O Comitê de Serviços Financeiros da Câmara vai examinar a tokenização na quarta-feira, enquanto bolsas, operadores de mercado e reguladores avançam com esforços iniciais para colocar ações, obrigações e outros produtos de valores mobiliários em plataformas baseadas em blockchain. No entanto, os materiais do comitê mostram um foco mais restrito para a audiência de quarta-feira. Um projeto de lei exigiria um estudo conjunto da SEC e CFTC sobre valores mobiliários e derivados tokenizados, enquanto outro permitiria que certas empresas reguladas utilizassem registros baseados em blockchain sob futuras regras da SEC. Essas discussões seguem vários passos que aprofundaram a tokenização nas debates de política e mercado.
Em janeiro, a SEC afirmou que ações e obrigações tokenizadas continuam sujeitas às leis de valores mobiliários existentes, mesmo que os registros sejam movidos para a cadeia. No início deste mês, ampliou seu quadro regulatório de criptomoedas ao afirmar que a maioria dos ativos cripto não são valores mobiliários, mantendo, no entanto, os valores mobiliários tokenizados sob a sua jurisdição. Na semana passada, a SEC e a CFTC assinaram um pacto de coordenação, demonstrando que os reguladores já estão alinhando a supervisão enquanto o Congresso discute o tema.
Movimentos de mercado reforçaram ainda mais a urgência do debate, com projetos da Nasdaq, NYSE e DTCC avançando na tokenização de infraestrutura de mercado. ‘Uma batalha numa longa guerra’ Os materiais divulgados no domingo sugerem que a próxima audiência se concentrará em como os produtos financeiros tokenizados se encaixam nas regras atuais do mercado. “Pense isto como uma batalha numa longa guerra,” disse Austin Campbell, fundador da consultoria de risco e conformidade em cripto Zero Knowledge, ao Decrypt. A audiência pode avançar na legislação enquanto oferece aos legisladores e equipe uma visão mais clara de como os mercados financeiros estão mudando, observou. Os legisladores provavelmente discutirão o que “vai acontecer agora, o que é necessário do ponto de vista regulatório para que isso aconteça, e o que funcionará no futuro,” afirmou. Os participantes virão de um “grupo fortemente ligado à regulação e ao mercado tradicional,” observou. A lista de testemunhas inclui representantes de Wall Street, infraestrutura de mercado e indústria de criptomoedas, com SIFMA, Blockchain Association, DTCC e Nasdaq previstos para testemunhar. Questões difíceis permanecem A estrutura da audiência sugere uma discussão amplamente moldada por incumbentes e grupos de comércio, com foco provável em valores mobiliários tokenizados, derivados e as regras necessárias para apoiá-los. “O painel tende a favorecer fortemente os incumbentes e os grupos de comércio da indústria. Isso influencia o que a audiência pode realmente revelar,” disse Andrew Rossow, advogado de assuntos públicos e CEO da AR Media Consulting, ao Decrypt.

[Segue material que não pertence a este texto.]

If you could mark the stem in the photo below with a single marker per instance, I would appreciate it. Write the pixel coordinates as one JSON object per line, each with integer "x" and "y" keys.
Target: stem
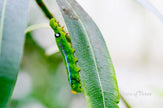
{"x": 48, "y": 14}
{"x": 43, "y": 7}
{"x": 127, "y": 105}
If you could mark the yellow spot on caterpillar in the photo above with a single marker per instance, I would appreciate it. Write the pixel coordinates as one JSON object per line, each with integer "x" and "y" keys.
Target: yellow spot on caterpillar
{"x": 74, "y": 92}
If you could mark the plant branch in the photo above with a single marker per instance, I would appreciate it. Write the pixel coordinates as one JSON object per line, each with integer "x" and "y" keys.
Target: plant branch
{"x": 127, "y": 105}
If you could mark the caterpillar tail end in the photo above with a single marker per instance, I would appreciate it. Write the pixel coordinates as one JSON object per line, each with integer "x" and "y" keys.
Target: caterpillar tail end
{"x": 74, "y": 92}
{"x": 52, "y": 23}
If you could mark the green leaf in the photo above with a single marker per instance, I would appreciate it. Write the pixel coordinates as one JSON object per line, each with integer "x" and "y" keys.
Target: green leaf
{"x": 13, "y": 21}
{"x": 97, "y": 72}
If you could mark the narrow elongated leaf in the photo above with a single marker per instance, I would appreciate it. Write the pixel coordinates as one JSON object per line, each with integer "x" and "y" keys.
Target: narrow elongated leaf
{"x": 13, "y": 20}
{"x": 97, "y": 72}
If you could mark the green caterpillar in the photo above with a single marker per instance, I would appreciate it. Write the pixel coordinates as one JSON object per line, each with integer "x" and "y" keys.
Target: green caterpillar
{"x": 65, "y": 47}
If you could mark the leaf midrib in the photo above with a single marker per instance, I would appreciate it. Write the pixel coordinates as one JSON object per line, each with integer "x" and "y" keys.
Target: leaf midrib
{"x": 2, "y": 23}
{"x": 91, "y": 52}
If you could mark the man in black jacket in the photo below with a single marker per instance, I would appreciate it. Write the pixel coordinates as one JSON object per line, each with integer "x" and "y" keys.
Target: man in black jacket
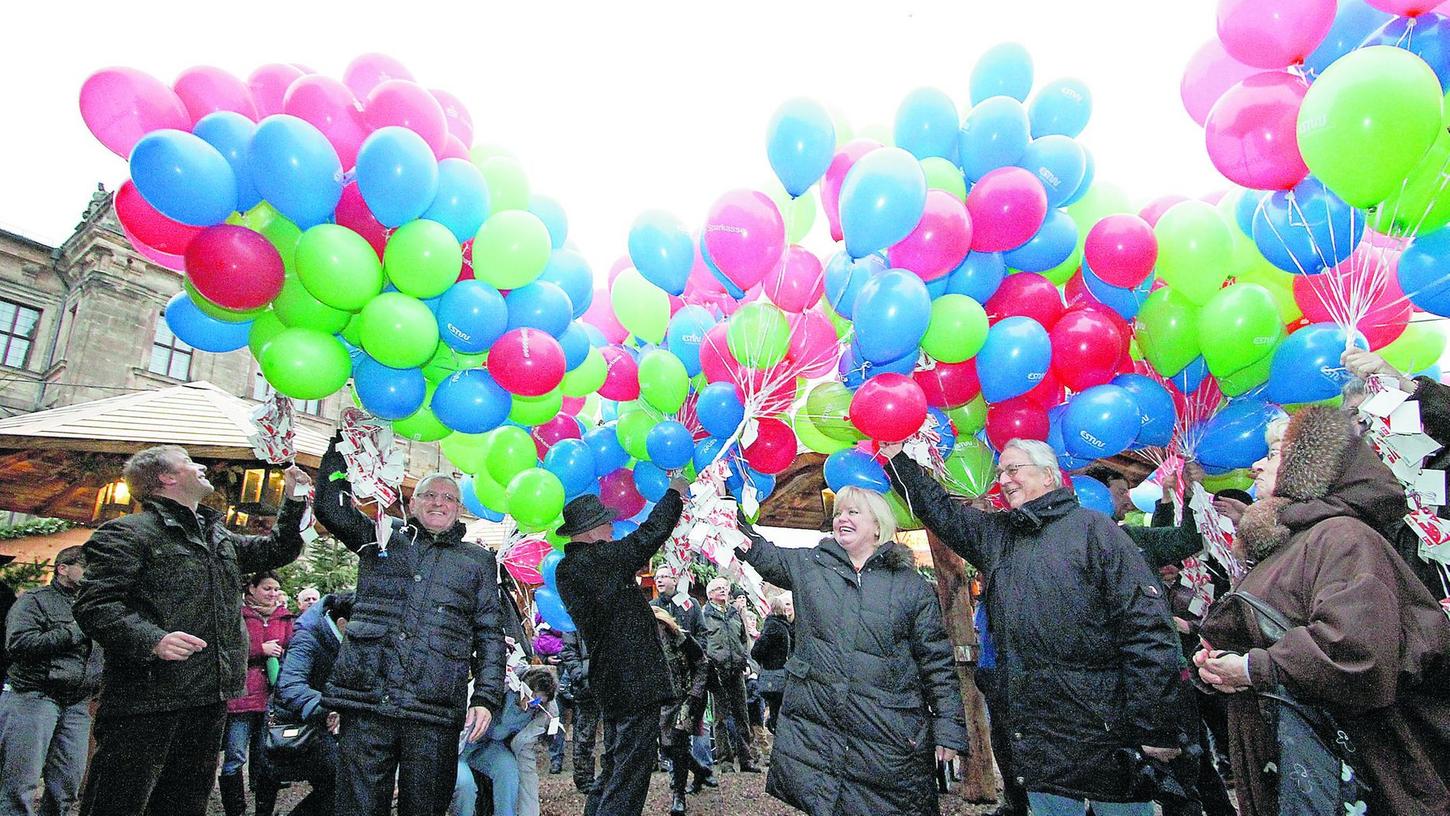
{"x": 45, "y": 712}
{"x": 425, "y": 618}
{"x": 163, "y": 594}
{"x": 627, "y": 668}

O que “está conspicuamente ausente” da lista de testemunhas é “a falta de um defensor da proteção ao consumidor ou investidor, um cético acadêmico e um representante de protocolos DeFi ou nativos de cripto,” observou. Essa omissão pode ajudar a explicar por que a audiência pode se concentrar em um conjunto mais restrito de preocupações regulatórias, disse Rossow. Uma questão central, destacou, é como os produtos financeiros tokenizados são classificados. “O precedente legal atual não responde claramente a isso, e o Teste de Howey não foi criado ou projetado para instrumentos/ativos que são facilmente transferíveis e também podem servir como valores mobiliários e mecanismos de pagamento,” afirmou. O projeto de lei que permite que certas empresas reguladas usem registros baseados em blockchain “pode parecer operacional e não controverso,” mas não é, afirmou. As testemunhas provavelmente enfrentarão questões sem resposta sobre quais padrões esses registros devem atender, quem deve provar sua confiabilidade e como lidar com falhas, como reorganizações de blockchain ou chaves privadas perdidas, disse Rossow. Outro projeto de lei para modernizar os mercados por meio da tokenização é um “mecanismo de atraso disfarçado de ação,” afirmou. Nenhum dos projetos aborda o que Rossow chamou de “a questão legal mais importante e não resolvida nos mercados de capitais tokenizados,” sobre se um ativo tokenizado é um valor mobiliário. Os materiais divulgados até agora não abordam os riscos relacionados aos investidores, ligados a códigos com bugs, atualizações não detectadas e reorganizações de blockchain, acrescentou.